Покидая класс, он вновь задержался у моего стола.
— Ну, а что ваше письмо? — спросил он, на этот раз уже с меньшим раздражением.
— Я еще не прочла его, мосье.
— Разумеется, самое вкусное оставили напоследок, в детстве я тоже оставлял на закуску самый зрелый персик.
Догадка его была столь близка к истине, что лицо у меня внезапно вспыхнуло.
— Не правда ли, вы с нетерпением ждете сладостного мгновения, когда останетесь одна и прочтете наконец письмо? О, вы улыбаетесь! Что ж, нельзя судить вас слишком строго — Юность бывает только раз.
Он повернулся было к выходу, но я воскликнула, вернее, прошептала:
— Мосье, мосье! Я не хочу, чтобы вы заблуждались относительно этого письма, — это просто дружеское письмо, ручаюсь вам, я уверена в этом, хотя еще и не прочла его.
— Понятно, понятно, это — письмо всего лишь от друга. До свидания, мадемуазель.
— Мосье, вы забыли платок.
— Оставьте его у себя, пока не прочтете письмо, а потом вернете его мне, и я прочту в ваших глазах, каков дух послания.
Когда он ушел, а девочки высыпали из класса и побежали в berceau, а оттуда в сад, чтобы, как обычно, резвиться там до обеда, то есть до пяти часов, я еще недолго постояла в раздумье, рассеянно наматывая платок на руку. Сама не знаю почему — скорее всего, обрадованная мелькнувшим отблеском золотого детства, ободренная внезапно возвратившейся ко мне детской веселостью, счастливая сознанием свободы и, главное, тешимая мыслью, что наверху, в бумажнике, в шкатулке, в ящике хранится мое сокровище, — я принялась подбрасывать и ловить платочек, как бы играя в мяч. Но вдруг у меня над плечом появилась рука, высунувшаяся из обшлага сюртука, и прервала забаву, схватив изобретенную мною игрушку и спрятав ее со словами:
— Je vois bien que vous vous moquez de moi et de mes effets.[197]
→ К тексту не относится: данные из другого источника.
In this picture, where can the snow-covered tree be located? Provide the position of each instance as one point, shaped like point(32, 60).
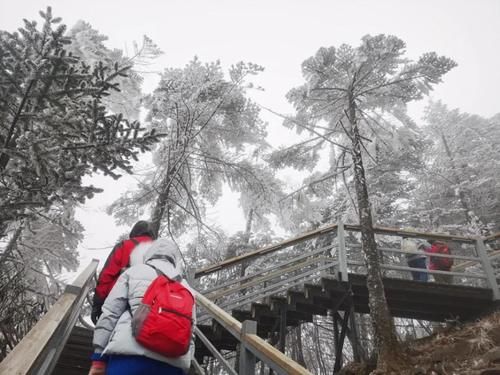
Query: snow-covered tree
point(54, 128)
point(460, 187)
point(88, 44)
point(347, 90)
point(37, 251)
point(213, 130)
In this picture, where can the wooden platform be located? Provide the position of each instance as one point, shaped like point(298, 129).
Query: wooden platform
point(75, 358)
point(406, 299)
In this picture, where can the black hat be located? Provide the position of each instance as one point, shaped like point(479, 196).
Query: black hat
point(141, 228)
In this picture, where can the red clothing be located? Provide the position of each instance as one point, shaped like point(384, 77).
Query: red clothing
point(439, 263)
point(117, 261)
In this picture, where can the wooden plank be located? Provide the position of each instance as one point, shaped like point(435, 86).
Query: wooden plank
point(265, 250)
point(462, 266)
point(330, 228)
point(23, 356)
point(267, 277)
point(406, 233)
point(261, 348)
point(492, 237)
point(267, 353)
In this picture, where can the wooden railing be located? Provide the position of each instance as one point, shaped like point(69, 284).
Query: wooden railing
point(252, 347)
point(339, 257)
point(38, 351)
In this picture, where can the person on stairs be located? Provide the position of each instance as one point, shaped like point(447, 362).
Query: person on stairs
point(147, 322)
point(415, 257)
point(118, 260)
point(437, 263)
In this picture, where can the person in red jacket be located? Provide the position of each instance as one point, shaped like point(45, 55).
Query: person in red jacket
point(440, 263)
point(118, 260)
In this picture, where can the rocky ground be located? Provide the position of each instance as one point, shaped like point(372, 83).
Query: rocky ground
point(471, 349)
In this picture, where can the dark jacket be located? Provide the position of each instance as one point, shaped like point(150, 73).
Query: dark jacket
point(118, 260)
point(113, 332)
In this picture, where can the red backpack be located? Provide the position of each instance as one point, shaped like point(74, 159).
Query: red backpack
point(441, 263)
point(163, 322)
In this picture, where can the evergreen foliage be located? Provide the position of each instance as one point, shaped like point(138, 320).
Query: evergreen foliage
point(54, 128)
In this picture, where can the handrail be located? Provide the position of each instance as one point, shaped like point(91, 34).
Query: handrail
point(218, 294)
point(266, 270)
point(261, 349)
point(406, 233)
point(492, 237)
point(265, 250)
point(330, 228)
point(39, 350)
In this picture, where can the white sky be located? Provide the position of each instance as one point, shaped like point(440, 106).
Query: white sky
point(279, 35)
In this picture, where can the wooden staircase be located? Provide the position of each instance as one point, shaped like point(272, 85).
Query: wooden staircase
point(406, 299)
point(75, 357)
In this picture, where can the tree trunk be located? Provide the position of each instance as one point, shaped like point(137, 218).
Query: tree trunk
point(297, 345)
point(461, 193)
point(386, 342)
point(160, 205)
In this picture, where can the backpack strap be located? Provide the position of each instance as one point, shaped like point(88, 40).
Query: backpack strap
point(160, 273)
point(135, 242)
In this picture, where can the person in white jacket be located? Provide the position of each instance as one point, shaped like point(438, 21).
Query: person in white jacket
point(416, 257)
point(116, 351)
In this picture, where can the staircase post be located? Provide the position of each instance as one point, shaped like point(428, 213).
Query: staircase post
point(342, 251)
point(488, 268)
point(282, 340)
point(247, 358)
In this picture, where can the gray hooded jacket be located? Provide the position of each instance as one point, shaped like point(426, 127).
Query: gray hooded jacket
point(113, 331)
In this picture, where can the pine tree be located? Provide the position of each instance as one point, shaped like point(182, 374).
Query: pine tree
point(348, 89)
point(54, 128)
point(459, 188)
point(213, 131)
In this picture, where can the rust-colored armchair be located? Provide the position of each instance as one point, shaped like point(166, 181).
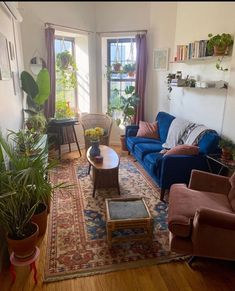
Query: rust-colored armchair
point(201, 217)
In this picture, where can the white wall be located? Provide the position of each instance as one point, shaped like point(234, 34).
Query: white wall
point(194, 22)
point(161, 35)
point(11, 102)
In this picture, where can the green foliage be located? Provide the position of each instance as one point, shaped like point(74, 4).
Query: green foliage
point(129, 68)
point(223, 40)
point(24, 183)
point(63, 110)
point(37, 91)
point(66, 68)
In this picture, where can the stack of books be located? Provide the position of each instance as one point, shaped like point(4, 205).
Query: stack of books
point(178, 82)
point(194, 50)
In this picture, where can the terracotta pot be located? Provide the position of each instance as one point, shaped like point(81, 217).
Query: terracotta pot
point(40, 218)
point(220, 51)
point(123, 142)
point(24, 248)
point(131, 74)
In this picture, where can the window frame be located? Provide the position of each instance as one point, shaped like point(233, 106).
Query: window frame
point(109, 42)
point(72, 40)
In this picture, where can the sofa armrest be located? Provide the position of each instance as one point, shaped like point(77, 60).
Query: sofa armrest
point(214, 218)
point(131, 130)
point(204, 181)
point(177, 168)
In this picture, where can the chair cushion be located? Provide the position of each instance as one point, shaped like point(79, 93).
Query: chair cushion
point(147, 129)
point(142, 149)
point(183, 150)
point(183, 203)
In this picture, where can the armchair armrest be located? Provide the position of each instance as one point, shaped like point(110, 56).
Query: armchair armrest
point(204, 181)
point(177, 168)
point(131, 130)
point(214, 218)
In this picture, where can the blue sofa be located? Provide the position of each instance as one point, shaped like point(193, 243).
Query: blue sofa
point(169, 169)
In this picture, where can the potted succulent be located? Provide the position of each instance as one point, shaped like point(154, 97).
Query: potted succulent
point(227, 146)
point(219, 44)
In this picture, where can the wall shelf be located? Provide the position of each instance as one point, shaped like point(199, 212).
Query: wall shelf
point(209, 58)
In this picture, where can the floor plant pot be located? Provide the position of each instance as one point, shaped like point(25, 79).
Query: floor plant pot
point(40, 218)
point(24, 248)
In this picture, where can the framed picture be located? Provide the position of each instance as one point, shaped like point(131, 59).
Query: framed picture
point(160, 59)
point(5, 71)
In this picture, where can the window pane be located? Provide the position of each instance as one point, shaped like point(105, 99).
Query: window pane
point(65, 93)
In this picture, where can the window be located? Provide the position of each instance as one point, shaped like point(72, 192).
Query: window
point(121, 65)
point(66, 80)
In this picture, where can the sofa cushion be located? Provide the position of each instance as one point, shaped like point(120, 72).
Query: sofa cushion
point(183, 150)
point(142, 149)
point(208, 144)
point(152, 162)
point(183, 203)
point(164, 121)
point(148, 129)
point(132, 141)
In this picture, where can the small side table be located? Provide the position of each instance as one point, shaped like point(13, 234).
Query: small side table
point(128, 213)
point(31, 262)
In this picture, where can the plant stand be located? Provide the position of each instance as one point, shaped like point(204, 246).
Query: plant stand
point(31, 262)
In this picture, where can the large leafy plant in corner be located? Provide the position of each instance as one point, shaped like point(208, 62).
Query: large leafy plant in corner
point(37, 92)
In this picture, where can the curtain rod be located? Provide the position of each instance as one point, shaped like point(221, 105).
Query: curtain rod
point(123, 31)
point(67, 27)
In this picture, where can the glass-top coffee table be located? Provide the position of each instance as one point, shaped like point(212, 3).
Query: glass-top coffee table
point(128, 214)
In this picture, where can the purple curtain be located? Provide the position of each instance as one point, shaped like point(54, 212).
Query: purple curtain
point(49, 108)
point(141, 71)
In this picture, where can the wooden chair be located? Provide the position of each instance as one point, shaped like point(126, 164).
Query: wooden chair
point(92, 120)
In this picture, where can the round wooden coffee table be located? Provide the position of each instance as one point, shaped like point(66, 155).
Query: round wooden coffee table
point(105, 174)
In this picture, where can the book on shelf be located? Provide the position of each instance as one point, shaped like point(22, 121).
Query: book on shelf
point(193, 50)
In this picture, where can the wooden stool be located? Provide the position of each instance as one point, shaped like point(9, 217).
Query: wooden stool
point(16, 262)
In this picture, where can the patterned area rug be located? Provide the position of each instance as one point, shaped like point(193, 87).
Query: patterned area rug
point(77, 243)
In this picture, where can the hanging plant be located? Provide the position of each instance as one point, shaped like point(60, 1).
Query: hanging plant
point(66, 66)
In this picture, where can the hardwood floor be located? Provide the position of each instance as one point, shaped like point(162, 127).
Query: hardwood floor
point(205, 275)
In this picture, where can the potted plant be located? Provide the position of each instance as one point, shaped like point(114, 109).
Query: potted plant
point(37, 94)
point(117, 67)
point(15, 209)
point(130, 69)
point(29, 158)
point(227, 147)
point(219, 44)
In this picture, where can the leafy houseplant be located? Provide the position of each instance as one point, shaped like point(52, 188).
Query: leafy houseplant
point(37, 94)
point(219, 43)
point(130, 69)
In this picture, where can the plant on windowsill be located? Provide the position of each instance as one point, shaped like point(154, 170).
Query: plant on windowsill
point(219, 45)
point(130, 69)
point(227, 147)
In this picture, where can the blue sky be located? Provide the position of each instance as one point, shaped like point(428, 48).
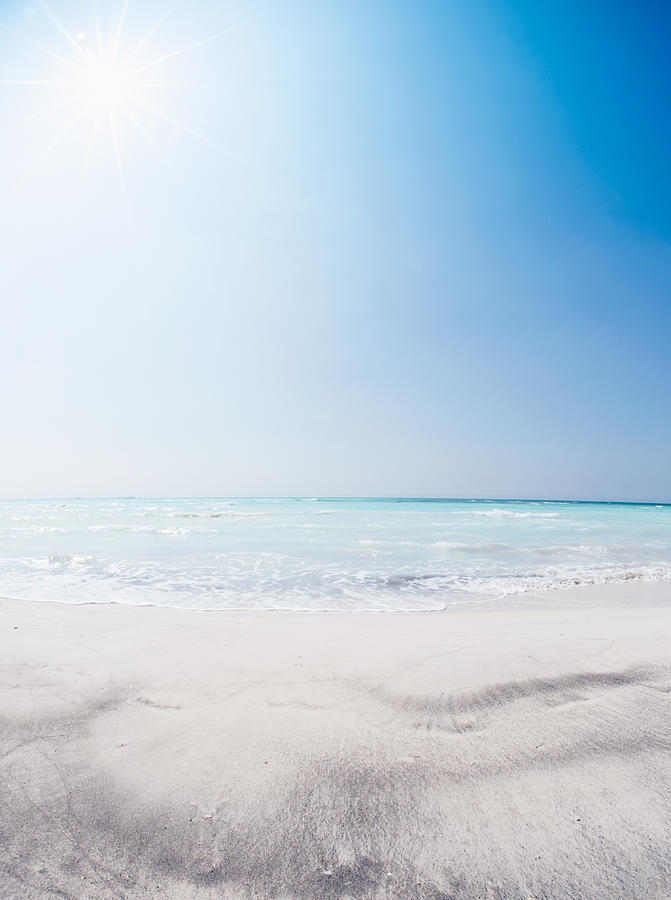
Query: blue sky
point(423, 251)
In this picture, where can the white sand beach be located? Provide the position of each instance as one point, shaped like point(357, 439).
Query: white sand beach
point(518, 753)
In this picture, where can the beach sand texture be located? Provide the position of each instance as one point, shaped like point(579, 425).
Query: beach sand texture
point(151, 752)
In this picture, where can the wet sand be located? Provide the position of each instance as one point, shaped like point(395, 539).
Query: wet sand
point(517, 753)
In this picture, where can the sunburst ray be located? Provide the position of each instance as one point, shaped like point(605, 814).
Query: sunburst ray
point(117, 37)
point(63, 30)
point(46, 50)
point(153, 30)
point(56, 141)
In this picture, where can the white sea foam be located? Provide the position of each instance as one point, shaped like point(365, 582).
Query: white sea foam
point(512, 514)
point(378, 555)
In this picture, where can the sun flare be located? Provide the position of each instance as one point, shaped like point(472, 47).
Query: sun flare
point(103, 87)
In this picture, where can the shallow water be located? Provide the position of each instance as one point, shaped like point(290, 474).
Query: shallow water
point(330, 554)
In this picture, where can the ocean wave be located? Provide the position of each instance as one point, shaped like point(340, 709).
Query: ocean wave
point(511, 514)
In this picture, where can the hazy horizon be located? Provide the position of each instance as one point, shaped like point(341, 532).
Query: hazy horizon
point(335, 250)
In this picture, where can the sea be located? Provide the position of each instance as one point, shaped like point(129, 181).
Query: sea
point(323, 553)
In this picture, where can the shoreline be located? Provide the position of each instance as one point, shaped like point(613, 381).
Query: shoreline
point(654, 593)
point(154, 752)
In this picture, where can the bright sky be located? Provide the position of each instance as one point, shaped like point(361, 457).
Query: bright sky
point(342, 248)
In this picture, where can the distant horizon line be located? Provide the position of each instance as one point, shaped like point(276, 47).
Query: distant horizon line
point(339, 498)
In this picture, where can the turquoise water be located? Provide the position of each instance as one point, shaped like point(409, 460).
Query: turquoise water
point(322, 553)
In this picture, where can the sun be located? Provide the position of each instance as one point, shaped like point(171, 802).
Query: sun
point(104, 86)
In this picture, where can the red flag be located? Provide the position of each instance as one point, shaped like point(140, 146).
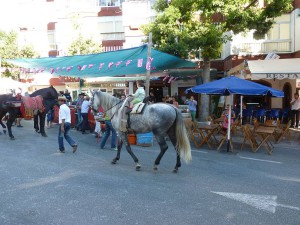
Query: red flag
point(128, 62)
point(101, 65)
point(83, 67)
point(118, 63)
point(110, 65)
point(140, 62)
point(148, 65)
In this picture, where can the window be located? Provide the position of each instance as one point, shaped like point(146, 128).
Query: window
point(51, 40)
point(281, 29)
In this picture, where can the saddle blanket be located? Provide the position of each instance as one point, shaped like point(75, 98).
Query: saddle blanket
point(35, 103)
point(138, 108)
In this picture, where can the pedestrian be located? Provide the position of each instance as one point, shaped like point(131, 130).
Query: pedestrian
point(192, 107)
point(139, 94)
point(68, 96)
point(64, 120)
point(109, 129)
point(152, 98)
point(84, 113)
point(50, 117)
point(295, 107)
point(78, 110)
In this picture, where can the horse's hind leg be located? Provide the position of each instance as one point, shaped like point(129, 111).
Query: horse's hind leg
point(9, 123)
point(171, 134)
point(2, 124)
point(163, 148)
point(42, 116)
point(120, 144)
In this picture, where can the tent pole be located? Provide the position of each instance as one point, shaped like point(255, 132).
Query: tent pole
point(229, 122)
point(241, 109)
point(149, 70)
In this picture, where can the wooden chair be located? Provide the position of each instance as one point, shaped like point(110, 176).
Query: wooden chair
point(194, 133)
point(282, 131)
point(224, 138)
point(249, 136)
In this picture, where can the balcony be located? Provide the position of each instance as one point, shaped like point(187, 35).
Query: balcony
point(263, 47)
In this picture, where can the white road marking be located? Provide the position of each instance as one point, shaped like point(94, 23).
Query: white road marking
point(264, 202)
point(262, 160)
point(48, 180)
point(200, 151)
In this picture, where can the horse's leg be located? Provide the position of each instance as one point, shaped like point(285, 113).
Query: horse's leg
point(128, 148)
point(163, 148)
point(36, 122)
point(172, 136)
point(120, 144)
point(1, 122)
point(42, 116)
point(9, 123)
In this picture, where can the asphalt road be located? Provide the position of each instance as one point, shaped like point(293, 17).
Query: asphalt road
point(41, 186)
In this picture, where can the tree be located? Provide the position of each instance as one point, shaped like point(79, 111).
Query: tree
point(9, 50)
point(185, 27)
point(81, 46)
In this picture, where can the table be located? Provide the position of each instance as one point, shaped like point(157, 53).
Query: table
point(207, 132)
point(219, 120)
point(264, 133)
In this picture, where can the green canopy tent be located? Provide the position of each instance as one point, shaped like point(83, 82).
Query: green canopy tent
point(123, 62)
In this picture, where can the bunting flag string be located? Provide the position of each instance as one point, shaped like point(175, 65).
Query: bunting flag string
point(110, 65)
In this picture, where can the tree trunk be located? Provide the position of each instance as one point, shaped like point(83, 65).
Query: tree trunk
point(204, 105)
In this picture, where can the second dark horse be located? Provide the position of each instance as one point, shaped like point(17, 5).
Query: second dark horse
point(49, 95)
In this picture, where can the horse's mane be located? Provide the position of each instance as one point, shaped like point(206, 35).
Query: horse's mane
point(46, 92)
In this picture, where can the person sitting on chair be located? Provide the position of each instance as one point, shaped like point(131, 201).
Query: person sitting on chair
point(139, 95)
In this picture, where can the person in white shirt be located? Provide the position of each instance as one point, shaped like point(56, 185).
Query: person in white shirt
point(139, 95)
point(84, 113)
point(295, 107)
point(64, 120)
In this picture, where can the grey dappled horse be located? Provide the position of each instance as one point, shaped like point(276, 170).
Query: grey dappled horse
point(160, 118)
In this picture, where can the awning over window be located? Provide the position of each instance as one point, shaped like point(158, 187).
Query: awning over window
point(269, 69)
point(123, 62)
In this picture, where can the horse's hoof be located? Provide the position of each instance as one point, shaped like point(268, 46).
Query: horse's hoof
point(138, 167)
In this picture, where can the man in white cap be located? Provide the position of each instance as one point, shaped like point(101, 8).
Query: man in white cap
point(64, 125)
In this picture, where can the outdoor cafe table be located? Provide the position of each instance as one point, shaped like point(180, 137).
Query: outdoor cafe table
point(207, 133)
point(264, 133)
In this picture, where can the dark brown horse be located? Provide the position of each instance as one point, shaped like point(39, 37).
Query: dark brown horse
point(8, 104)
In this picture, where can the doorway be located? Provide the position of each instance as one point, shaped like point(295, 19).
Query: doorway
point(287, 89)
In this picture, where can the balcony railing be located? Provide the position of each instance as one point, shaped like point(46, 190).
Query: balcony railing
point(264, 47)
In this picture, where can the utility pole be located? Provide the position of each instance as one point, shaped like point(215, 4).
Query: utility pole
point(149, 69)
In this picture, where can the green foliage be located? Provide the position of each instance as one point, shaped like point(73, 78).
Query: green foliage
point(182, 27)
point(81, 46)
point(9, 50)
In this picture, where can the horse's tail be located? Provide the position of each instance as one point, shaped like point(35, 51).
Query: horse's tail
point(183, 143)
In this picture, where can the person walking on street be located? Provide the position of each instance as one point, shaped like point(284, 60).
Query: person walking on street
point(64, 125)
point(84, 113)
point(78, 109)
point(295, 107)
point(109, 129)
point(192, 107)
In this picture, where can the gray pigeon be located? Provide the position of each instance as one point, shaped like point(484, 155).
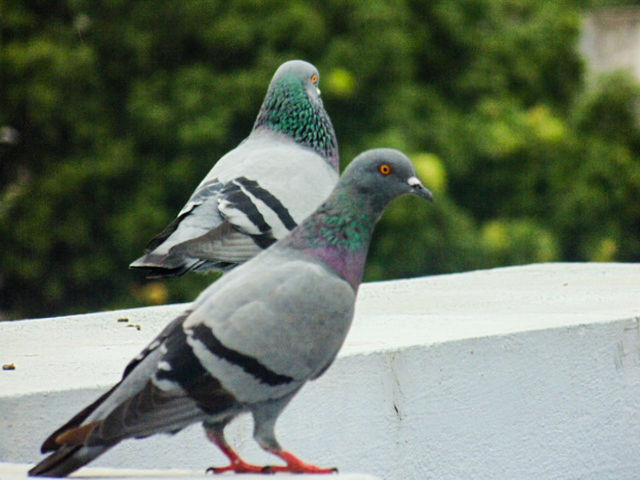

Коротышка был поистине страшен — эдакий вечно меняющийся и вездесущий дух, причуды и местопребывание которого невозможно угадать.
Глава XXII
Письмо
Когда все в доме стихло, когда все отобедали и смолк шум игр, когда сгустились сумерки и в столовой зажгли уютную настольную лампу, когда приходящие ученицы разошлись по домам, до утра откричался звонок, отступалась входная дверь, когда мадам уселась в столовой с матерью и подружками, тогда-то я проскользнула в кухню — вымаливать свечку для особенного случая. Прошение было удовлетворено приятельницей моей Готон, которая шепнула:
— Mais certainement, chou-chou, vous en aurez deux, si vous voulez.[198]
И со свечой в руке я тихонько пошла в спальню. К великой своей досаде я обнаружила в постели захворавшую воспитанницу и еще более опечалилась, узнав под батистовыми сборками чепчика черты мисс Джиневры Фэншо. Правда, она лежала тихо, но во всякую минуту могла обрушить на меня град своей болтовни. И в самом деле, веки ее дрогнули под моим взглядом, убеждая меня в том, что недвижность эта лишь уловка и она зорко за мною следит, но я слишком хорошо ее знала. А до чего же хотелось мне побыть наедине с бесценным письмом!